Héctor Ortiz Montañez (October 14, 1969 – February 28, 2024) was a Puerto Rican professional baseball catcher and coach. He played in Major League Baseball (MLB) for the Kansas City Royals and Texas Rangers. He also coached in MLB for the Texas Rangers.

==Playing career==
Ortiz was born on October 14, 1969, in Río Piedras, Puerto Rico. He attended Luis Hernaiz Verone High School in Canóvanas, Puerto Rico. Ortiz attended Paris Junior College in Paris, Texas, and Ranger College in Ranger, Texas. He was drafted by the Los Angeles Dodgers in the 35th round of the 1988 MLB draft.

Ortiz's career spanned from 1988 through 2005. He spent eight seasons in the Los Angeles Dodgers organization, five in the Kansas City Royals, two in the Chicago Cubs, and one each in the Colorado Rockies, Tampa Bay Rays, Texas Rangers, and Washington Nationals organizations.

===Major leagues===
Ortiz appeared in 86 Major League games in 1998, 2000, and 2001 for the Kansas City Royals. He played in seven games with the Texas Rangers in 2002.

==Coaching career==
===Minor leagues===
Retiring after the 2005 season, Ortiz rejoined the Texas Rangers as a minor league coach. In 2006, 2007, and 2008 he was the hitting coach for the Spokane Indians of the Class A Short Season Northwest League. He was the manager of the Hickory Crawdads of the Class A South Atlantic League in 2009 and their hitting coach in 2010. In 2011, he was the manager for the Arizona Rangers of the Rookie-level Arizona League. From 2011 through 2014, Ortiz served as the Rangers Minor League catching coordinator. After being let go from the major league staff following the 2020 season, Ortiz returned to minor league coaching as a member of the team's player development staff until his death.
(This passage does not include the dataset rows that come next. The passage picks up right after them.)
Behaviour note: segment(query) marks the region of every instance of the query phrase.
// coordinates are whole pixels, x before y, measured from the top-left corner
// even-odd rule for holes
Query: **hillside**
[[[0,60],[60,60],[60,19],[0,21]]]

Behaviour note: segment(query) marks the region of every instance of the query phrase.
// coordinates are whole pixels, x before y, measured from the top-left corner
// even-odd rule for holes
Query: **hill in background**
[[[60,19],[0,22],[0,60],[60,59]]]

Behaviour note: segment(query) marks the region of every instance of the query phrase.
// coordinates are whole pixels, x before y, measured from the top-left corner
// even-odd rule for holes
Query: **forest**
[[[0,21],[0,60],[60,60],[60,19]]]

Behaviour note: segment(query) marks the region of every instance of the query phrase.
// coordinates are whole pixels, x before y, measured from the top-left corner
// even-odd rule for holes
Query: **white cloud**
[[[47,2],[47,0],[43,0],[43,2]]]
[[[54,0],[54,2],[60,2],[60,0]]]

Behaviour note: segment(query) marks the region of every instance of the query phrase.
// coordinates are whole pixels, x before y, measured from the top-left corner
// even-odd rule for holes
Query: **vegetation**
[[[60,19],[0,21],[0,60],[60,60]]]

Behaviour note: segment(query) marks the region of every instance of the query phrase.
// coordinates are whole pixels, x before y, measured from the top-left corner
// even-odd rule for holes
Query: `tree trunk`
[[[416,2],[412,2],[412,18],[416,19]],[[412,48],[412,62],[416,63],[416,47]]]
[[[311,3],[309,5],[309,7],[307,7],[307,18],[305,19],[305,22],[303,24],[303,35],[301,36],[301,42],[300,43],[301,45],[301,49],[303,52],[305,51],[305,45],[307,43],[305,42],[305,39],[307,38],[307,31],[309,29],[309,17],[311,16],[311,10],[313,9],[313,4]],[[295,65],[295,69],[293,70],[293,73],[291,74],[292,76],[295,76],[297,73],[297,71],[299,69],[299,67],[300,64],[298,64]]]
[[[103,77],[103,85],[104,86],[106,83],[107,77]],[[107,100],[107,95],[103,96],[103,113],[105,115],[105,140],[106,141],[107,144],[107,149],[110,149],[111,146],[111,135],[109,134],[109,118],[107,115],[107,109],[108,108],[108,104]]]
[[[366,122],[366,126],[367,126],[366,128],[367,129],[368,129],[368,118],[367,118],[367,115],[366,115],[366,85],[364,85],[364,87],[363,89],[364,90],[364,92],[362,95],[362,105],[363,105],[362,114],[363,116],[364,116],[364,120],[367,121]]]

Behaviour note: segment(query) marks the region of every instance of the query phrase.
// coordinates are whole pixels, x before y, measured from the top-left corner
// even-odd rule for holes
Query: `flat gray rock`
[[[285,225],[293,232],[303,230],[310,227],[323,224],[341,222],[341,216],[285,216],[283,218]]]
In the offseasons, Ortiz also managed in the Puerto Rican Winter League.

=== Major leagues ===
Ortiz served as the Texas Rangers first base coach in 2015, 2016, and 2017. In 2018, he served as the major league bullpen coach. Ortiz returned to the role of first base coach of the Texas Rangers for the 2019 season. He served as the Rangers catching coach in 2020 and was let go following that season.

==Death==
Ortiz died from pancreatic cancer in Phoenix, Arizona, on February 28, 2024. He was 54.